Life efficiency does not always increase with the dissipation rate
Marco Baiesi, Christian Maes

TL;DR
This paper challenges the assumption that higher entropy production always correlates with better life-supporting functions, highlighting the importance of non-dissipative and time-symmetric factors in biological systems.
Contribution
It demonstrates that life efficiency does not necessarily increase with dissipation rate, emphasizing the role of kinetic aspects in biological performance.
Findings
Biological processing can be impaired by increased dissipation.
Non-dissipative kinetic factors are crucial for optimal function.
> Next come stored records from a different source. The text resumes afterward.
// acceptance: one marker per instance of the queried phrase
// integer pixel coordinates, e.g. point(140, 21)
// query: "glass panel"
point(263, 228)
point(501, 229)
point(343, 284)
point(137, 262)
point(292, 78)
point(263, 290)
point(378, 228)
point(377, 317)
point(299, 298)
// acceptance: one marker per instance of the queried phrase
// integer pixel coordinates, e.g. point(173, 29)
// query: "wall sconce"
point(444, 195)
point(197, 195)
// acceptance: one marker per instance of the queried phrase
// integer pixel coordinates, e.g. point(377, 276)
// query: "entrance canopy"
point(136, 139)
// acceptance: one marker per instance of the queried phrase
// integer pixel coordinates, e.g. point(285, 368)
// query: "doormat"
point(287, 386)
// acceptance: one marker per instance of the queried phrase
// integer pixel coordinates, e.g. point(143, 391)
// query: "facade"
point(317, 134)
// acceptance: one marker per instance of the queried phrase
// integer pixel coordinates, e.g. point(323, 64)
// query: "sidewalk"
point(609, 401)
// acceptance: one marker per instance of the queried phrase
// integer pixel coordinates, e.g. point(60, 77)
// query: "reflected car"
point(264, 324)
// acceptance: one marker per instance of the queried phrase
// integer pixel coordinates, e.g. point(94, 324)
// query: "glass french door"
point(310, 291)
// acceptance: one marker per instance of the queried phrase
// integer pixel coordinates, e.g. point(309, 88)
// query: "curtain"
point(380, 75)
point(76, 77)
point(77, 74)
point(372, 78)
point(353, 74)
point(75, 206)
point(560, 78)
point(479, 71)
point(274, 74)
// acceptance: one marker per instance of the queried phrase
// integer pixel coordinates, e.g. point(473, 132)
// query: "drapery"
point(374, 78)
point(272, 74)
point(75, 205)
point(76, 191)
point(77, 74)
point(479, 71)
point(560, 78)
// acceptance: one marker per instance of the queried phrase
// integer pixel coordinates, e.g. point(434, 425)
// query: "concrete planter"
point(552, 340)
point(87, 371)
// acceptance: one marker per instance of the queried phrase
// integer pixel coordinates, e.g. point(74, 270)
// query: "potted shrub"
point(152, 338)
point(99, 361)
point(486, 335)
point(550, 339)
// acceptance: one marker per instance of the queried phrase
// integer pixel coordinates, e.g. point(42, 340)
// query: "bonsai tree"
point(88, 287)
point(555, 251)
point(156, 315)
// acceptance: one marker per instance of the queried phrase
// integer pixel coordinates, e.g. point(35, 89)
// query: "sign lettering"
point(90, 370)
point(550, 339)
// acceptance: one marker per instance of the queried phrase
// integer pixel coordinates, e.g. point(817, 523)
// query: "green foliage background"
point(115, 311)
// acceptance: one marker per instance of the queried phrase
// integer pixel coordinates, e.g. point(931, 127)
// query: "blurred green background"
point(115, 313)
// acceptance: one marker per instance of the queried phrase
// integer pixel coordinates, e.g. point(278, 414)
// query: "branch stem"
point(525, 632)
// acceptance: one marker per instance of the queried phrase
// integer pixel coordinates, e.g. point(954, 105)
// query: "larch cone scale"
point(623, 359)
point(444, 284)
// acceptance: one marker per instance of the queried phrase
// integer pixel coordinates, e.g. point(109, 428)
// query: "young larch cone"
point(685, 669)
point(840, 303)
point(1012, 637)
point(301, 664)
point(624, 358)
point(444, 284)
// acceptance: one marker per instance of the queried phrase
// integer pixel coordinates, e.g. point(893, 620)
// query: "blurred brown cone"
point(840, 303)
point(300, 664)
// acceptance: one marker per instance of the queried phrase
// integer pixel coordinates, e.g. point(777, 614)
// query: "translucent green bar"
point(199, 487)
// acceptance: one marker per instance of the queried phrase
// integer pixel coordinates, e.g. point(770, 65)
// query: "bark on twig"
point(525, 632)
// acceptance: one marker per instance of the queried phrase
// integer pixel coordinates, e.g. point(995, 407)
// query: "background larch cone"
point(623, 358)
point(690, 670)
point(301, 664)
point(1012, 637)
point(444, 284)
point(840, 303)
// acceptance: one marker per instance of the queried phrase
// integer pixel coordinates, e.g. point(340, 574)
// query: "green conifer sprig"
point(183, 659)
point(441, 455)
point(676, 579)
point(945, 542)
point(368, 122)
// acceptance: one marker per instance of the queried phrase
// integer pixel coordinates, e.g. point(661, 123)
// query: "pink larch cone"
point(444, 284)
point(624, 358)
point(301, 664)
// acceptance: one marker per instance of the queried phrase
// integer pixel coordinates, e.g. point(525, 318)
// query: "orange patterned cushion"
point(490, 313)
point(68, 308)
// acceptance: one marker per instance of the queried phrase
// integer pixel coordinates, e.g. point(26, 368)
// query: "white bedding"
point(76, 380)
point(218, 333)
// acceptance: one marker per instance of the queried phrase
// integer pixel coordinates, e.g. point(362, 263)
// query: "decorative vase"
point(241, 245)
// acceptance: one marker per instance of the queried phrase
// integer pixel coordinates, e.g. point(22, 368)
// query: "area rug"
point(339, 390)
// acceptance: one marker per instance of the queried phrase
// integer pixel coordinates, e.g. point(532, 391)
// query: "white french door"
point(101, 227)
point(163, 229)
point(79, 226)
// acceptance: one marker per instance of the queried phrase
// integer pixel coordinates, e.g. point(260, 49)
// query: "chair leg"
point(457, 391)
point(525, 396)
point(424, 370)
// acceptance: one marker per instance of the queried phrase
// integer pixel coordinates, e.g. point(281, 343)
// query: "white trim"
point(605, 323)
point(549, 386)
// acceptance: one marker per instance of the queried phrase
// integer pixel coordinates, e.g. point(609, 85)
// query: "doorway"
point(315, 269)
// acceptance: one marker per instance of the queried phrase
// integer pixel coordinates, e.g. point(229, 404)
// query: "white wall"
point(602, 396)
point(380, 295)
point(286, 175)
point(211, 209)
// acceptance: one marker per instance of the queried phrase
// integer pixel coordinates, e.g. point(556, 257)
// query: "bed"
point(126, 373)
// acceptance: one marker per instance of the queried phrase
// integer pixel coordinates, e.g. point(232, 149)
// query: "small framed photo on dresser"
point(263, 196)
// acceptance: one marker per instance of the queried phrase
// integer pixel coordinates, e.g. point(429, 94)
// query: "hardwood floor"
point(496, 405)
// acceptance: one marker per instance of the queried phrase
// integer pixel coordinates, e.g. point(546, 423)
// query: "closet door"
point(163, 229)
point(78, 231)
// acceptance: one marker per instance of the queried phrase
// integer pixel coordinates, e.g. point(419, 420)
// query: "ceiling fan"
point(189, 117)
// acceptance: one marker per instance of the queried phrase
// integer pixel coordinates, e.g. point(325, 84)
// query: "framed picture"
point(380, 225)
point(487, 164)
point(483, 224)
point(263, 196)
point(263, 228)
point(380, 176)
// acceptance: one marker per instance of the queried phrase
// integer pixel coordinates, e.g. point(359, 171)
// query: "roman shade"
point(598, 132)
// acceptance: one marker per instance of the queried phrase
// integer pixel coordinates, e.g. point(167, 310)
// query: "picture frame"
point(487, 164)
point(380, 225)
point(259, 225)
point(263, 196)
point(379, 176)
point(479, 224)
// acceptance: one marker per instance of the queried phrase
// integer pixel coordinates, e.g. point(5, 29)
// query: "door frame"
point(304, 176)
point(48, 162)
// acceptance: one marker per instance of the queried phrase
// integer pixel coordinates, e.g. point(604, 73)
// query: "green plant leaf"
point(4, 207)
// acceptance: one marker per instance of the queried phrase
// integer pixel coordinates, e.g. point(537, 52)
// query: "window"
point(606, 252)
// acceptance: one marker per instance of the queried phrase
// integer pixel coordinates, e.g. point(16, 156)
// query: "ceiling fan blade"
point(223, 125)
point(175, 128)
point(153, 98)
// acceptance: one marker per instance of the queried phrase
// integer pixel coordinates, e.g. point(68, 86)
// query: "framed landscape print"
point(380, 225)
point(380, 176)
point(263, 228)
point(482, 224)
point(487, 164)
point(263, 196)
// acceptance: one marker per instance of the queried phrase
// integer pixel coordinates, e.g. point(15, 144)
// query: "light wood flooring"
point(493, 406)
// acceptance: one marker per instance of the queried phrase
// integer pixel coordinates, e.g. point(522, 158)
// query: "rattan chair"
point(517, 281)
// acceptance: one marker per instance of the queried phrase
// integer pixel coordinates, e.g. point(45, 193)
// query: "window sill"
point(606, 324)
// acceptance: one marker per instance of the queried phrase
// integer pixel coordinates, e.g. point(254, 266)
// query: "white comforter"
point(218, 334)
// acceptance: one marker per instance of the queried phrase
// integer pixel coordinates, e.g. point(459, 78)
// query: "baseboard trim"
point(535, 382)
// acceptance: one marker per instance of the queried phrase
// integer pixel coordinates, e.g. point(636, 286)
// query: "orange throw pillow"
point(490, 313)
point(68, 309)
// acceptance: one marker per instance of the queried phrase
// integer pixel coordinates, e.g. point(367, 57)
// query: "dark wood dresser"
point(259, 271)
The relation between dissipation and time-reversal breaking is used quantitatively.
Abstract
There does not exist a general positive correlation between important life-supporting properties and the entropy production rate. The simple reason is that nondissipative and time-symmetric kinetic aspects are also relevant for establishing optimal functioning. In fact those aspects are even crucial in the nonlinear regimes around equilibrium where we find biological processing on mesoscopic scales. We make these claims specific via examples of molecular motors, of circadian cycles and of sensory adaptation, whose performance in some regimes is indeed spoiled by increasing the dissipated power. We use the relation between dissipation and the amount of time-reversal breaking to keep the discussion quantitative also in effective models where the physical entropy production is not clearly identifiable.